With the patient’s condition stabilized, CAPD was discontinued on October 5, 2024. At the two-month post-operative follow-up, laboratory data showed a creatinine level of 2.49 mg/dL, with urine output maintained above 2000 mL/day.
Discussion:
The dual kidney transplantation could definitely expand the group of the donor which was previously considered not suitable for donation. However, whether placing two kidneys bilaterally or unilaterally is controversial in this case, considering the polycystic kidney disease of the recipient. Placing the kidney unilaterally requires only one excision site, making short operation time, which also considered to cause less peri-operative complication. Nevertheless, giving the underlying of this patient, graft thrombus rate was expected to be higher than usual due to restrict space caused by polycystic kidney.

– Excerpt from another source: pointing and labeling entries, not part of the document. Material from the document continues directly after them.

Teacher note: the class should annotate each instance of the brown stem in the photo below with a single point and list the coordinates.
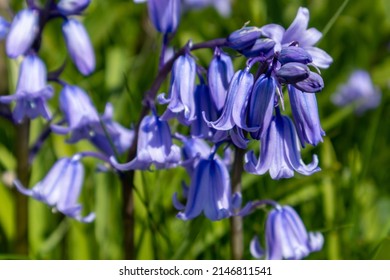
(236, 237)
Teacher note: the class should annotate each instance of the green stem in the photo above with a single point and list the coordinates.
(236, 241)
(23, 174)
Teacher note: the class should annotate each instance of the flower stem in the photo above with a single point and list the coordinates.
(127, 179)
(237, 240)
(23, 174)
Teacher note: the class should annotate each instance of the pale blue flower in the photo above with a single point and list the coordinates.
(72, 7)
(154, 146)
(61, 188)
(280, 152)
(32, 91)
(209, 192)
(165, 14)
(79, 46)
(22, 33)
(286, 237)
(80, 115)
(181, 98)
(358, 91)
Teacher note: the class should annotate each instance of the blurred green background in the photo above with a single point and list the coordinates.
(348, 201)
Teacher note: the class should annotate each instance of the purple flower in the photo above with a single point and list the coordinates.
(287, 237)
(22, 33)
(219, 74)
(119, 137)
(299, 34)
(61, 188)
(261, 105)
(72, 7)
(244, 38)
(31, 92)
(222, 6)
(359, 91)
(280, 152)
(154, 146)
(203, 104)
(4, 28)
(79, 46)
(80, 114)
(209, 192)
(181, 93)
(233, 113)
(164, 14)
(305, 112)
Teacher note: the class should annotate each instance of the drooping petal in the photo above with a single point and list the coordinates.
(313, 83)
(255, 248)
(22, 33)
(320, 58)
(154, 146)
(209, 191)
(244, 38)
(287, 237)
(80, 114)
(234, 110)
(79, 46)
(164, 14)
(181, 94)
(359, 91)
(4, 28)
(294, 54)
(305, 112)
(61, 188)
(280, 152)
(292, 72)
(298, 27)
(72, 7)
(219, 75)
(32, 91)
(261, 105)
(204, 104)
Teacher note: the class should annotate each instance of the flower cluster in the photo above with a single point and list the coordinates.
(221, 108)
(23, 38)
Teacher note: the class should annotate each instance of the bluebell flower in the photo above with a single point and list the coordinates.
(280, 152)
(358, 91)
(120, 137)
(80, 114)
(32, 91)
(165, 14)
(72, 7)
(286, 237)
(181, 93)
(300, 35)
(209, 192)
(204, 104)
(222, 6)
(244, 38)
(193, 150)
(261, 105)
(79, 46)
(22, 33)
(154, 146)
(4, 28)
(61, 188)
(292, 72)
(234, 111)
(219, 74)
(305, 113)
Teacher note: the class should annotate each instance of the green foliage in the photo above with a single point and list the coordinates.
(348, 201)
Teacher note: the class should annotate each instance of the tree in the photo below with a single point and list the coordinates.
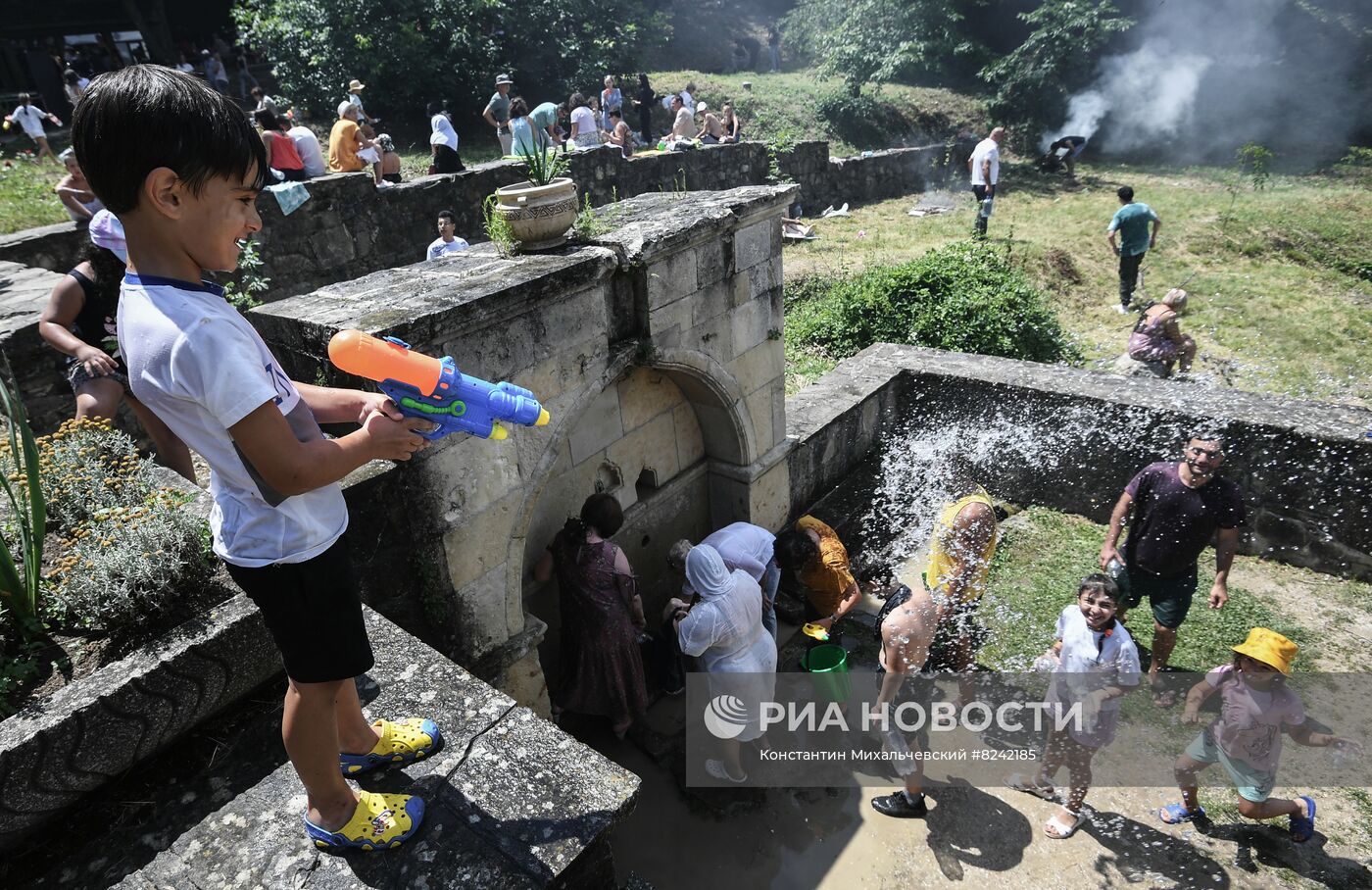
(411, 52)
(1033, 82)
(877, 40)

Another topic that warrants discussion is whether this patient requires native kidney nephrectomy. Based on current experience, the criteria for native kidney nephrectomy in patients with polycystic kidney disease (PCKD) include symptomatic PCKD or lesions extending to the iliac crest. However, if both transplanted kidneys are expected to be placed on the same side, additional space will likely be needed to accommodate the two grafts, thus warranting more lenient criteria for performing native kidney nephrectomy. Nevertheless, as noted, the inclusion of native kidney nephrectomy could potentially prolong the surgery duration, require a larger incision, and subsequently increase the risk of peri-operative complications. In terms of outcome, although this patient underwent a secondary procedure to address vascular kinking, the post-operative results remained satisfactory. Therefore, whether native kidney nephrectomy should be performed in this patient remains a point of discussion.
The final topic for discussion is the optimal method of anastomosis for kidneys placed unilaterally. Currently, two widely used approaches for unilateral placement are separate anastomoses and patch anastomoses. Separate anastomoses enable each kidney to function independently, which may improve post-operative renal performance and reduce blood flow-related complications. In contrast, patch anastomoses minimize the need for multiple vascular anastomoses, potentially leading to shorter operative times and a reduction in peri-operative complications.
Conclusions:
We report the outcomes of dual kidney transplantation in a patient with end-stage renal disease secondary to polycystic kidney disease. Persistent poor graft function was observed, likely due to vascular kinking associated with the limited space available for the graft kidneys. Further discussion should focus on the optimal timing of native kidney nephrectomy and the decision-making process regarding bilateral versus unilateral kidney placement.